California case last month holds cell phone use by employee before auto accident does NOT result in employer’s liability

Recent case from last month teaches how careful employees have to be when using their cell phones for work, even after hours, and how employers need to have policies and procedures and insurance to guard against this liability.

In Ayon v. Esquire Deposition Solutions, LLC (2018), the plaintiff was injured in an auto accident by a woman who worked (ironically) as scheduling manager for a court reporter service. At the time of the accident, which was after work hours,

the scheduling manager was on her cell phone with one of her firm’s court reporters. At her trial the plaintiff tried to make the employer responsible for the employee’s accident based on the doctrine of “respondeat superior” which is the law

that makes employers liable for the tortious actions of their employees committed within the scope of their employment.
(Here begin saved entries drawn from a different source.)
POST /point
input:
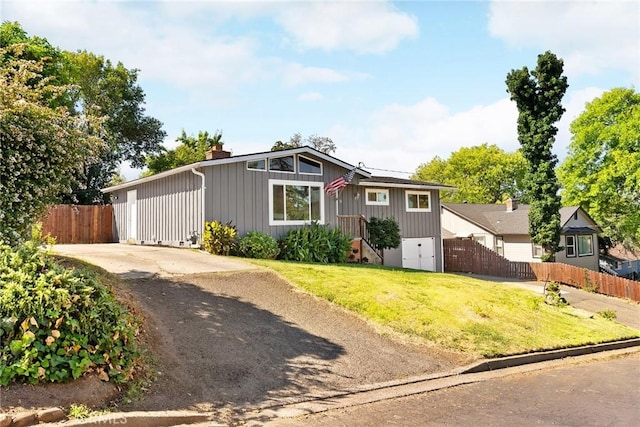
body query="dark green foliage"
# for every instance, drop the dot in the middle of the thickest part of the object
(384, 233)
(538, 95)
(258, 245)
(57, 324)
(315, 243)
(219, 239)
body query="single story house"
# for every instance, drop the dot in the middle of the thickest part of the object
(505, 230)
(272, 192)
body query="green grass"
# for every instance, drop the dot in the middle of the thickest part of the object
(476, 317)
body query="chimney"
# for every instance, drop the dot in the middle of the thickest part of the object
(216, 152)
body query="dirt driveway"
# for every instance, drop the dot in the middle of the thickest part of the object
(235, 341)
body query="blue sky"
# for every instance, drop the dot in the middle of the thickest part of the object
(392, 83)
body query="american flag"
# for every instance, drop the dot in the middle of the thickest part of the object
(340, 182)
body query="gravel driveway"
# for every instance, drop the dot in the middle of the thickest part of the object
(235, 337)
(246, 340)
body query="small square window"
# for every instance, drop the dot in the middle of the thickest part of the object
(258, 165)
(377, 196)
(418, 201)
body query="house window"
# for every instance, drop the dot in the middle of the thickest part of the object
(258, 165)
(282, 164)
(418, 201)
(537, 251)
(295, 202)
(570, 243)
(585, 245)
(307, 166)
(377, 197)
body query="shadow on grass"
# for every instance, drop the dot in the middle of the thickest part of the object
(216, 351)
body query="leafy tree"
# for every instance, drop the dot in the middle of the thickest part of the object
(42, 146)
(320, 143)
(481, 174)
(99, 87)
(602, 170)
(538, 95)
(191, 150)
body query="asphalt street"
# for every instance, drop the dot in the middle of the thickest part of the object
(595, 393)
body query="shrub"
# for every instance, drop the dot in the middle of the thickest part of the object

The defense moved for a summary judgment that the employer was NOT liable because the conversation allegedly had NOTHING TO DO WITH WORK. The driver testified in deposition that she and the court reporter with whom she was

speaking on her cell phone at the time of accident were friends. The trial court judge granted summary judgment in favor of the employer.

The appellate court AFFIRMED in a lengthy discussion about vicarious employer liability for the actions of employees, and in particular cell phone use.

The Court said that it may have ruled differently if the plaintiff had been able to offer more proof that the phone call was in fact business related.

LESSON FROM THE CASE: employers can be held liable in certain situations for employees’ cell phone use after hours if it can be shown by sufficient evidence that the call was work related.